Al sindaco di Gela fanno girare le “pale”

Sul Corriere di oggi, oltre alle consuete brutture, ho trovato una notizia che dovrebbe essere annoverata negli esempi della miopia politica più brada, volendo dare per scontata la buona fede. La trovate qui.

In sintesi il sindaco di Gela ha dichiarato che farà le crociate contro un impianto eolico che l’Enel vorrebbe costruire a 3 miglia nel mare, perchè “contrario a realizzare questo impianto in una zona già fortemente compromessa sotto il profilo ambientale”. Vale a dire che un impianto eolico (cioè una serie di torri con pale, come quelle che si vedono tanto spesso in paesi con un minimo di civiltà, come Francia e Spagna) secondo questa persona sarebbero “brutte” e danneggerebbero l’ambiente.
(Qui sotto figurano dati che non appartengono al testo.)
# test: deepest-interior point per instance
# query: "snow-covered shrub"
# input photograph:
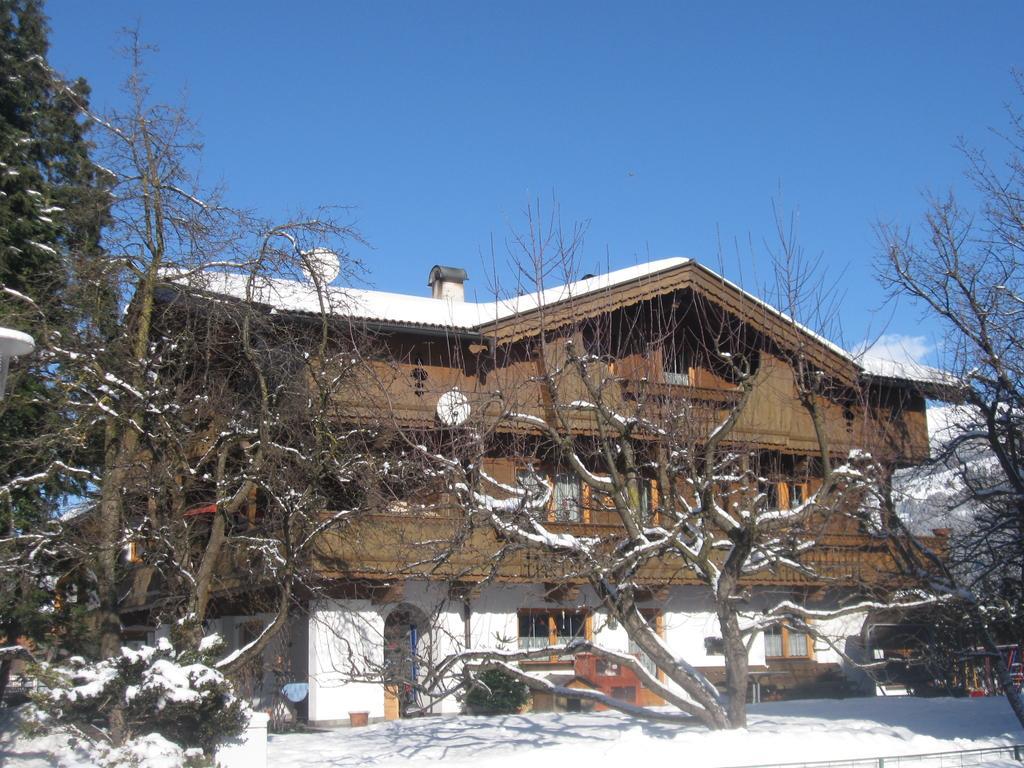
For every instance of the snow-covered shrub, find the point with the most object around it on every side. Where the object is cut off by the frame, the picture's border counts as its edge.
(172, 708)
(496, 692)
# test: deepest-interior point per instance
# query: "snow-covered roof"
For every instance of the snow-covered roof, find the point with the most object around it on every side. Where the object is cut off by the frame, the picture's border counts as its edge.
(881, 368)
(381, 306)
(428, 312)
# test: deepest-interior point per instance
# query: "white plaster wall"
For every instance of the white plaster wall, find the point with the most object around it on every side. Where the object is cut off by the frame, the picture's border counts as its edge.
(345, 641)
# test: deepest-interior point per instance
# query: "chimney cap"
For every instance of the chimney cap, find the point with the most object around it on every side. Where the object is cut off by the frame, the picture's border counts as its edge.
(448, 273)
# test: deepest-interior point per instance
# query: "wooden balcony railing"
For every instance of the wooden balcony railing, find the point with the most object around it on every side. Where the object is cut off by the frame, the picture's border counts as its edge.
(387, 546)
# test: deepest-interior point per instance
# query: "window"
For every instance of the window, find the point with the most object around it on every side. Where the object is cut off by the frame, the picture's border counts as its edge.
(654, 617)
(782, 641)
(797, 493)
(567, 499)
(715, 646)
(539, 629)
(676, 365)
(531, 482)
(648, 503)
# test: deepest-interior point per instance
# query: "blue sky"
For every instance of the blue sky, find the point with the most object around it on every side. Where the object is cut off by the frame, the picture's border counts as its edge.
(669, 127)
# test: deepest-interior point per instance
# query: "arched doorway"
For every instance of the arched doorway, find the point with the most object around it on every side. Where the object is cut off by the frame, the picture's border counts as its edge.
(407, 653)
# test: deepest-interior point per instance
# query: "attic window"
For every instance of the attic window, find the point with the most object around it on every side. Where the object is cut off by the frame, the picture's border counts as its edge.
(420, 377)
(676, 366)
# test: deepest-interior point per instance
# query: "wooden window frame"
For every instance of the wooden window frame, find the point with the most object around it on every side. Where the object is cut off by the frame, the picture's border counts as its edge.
(551, 613)
(551, 478)
(784, 630)
(784, 491)
(678, 358)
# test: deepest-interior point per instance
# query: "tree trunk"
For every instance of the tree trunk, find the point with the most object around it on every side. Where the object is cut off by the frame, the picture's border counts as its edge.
(736, 665)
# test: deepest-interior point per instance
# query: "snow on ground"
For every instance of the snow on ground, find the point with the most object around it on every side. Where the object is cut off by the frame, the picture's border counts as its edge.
(778, 732)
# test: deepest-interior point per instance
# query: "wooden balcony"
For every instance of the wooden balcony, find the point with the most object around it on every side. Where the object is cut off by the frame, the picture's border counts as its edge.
(389, 546)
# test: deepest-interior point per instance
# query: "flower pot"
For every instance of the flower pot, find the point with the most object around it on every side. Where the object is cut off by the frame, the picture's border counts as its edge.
(358, 719)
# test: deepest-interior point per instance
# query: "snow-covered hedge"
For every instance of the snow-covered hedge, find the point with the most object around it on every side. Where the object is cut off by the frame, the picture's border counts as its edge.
(174, 706)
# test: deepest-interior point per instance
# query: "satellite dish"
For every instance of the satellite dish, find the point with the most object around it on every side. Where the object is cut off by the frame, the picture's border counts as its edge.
(453, 408)
(321, 265)
(12, 343)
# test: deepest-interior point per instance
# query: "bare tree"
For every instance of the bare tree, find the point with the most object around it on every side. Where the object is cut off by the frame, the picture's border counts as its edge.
(584, 458)
(214, 417)
(963, 268)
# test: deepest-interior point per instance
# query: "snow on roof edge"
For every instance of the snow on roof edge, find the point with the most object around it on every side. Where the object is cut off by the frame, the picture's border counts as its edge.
(425, 311)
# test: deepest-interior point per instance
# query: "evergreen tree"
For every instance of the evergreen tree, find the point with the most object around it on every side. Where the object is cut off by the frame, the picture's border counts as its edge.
(52, 206)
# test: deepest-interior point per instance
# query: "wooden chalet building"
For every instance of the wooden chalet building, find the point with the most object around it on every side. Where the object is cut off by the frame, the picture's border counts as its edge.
(664, 335)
Un impianto che potrebbe fornire energia pulita senza emissioni di nessun tipo a circa 400mila famiglie, evitando di sbattere circa 800mila tonnellate di CO2 all’anno nella nostra atmosfera. Però è brutto e danneggia l’ambiente. Quindi non si deve fare.
Secondo me uno così andrebbe premiato con il nobel alla faccia di bronzo e immediatamente dopo destituito e posto in esilio al polo nord.
Certe volte questo paese fa proprio paura!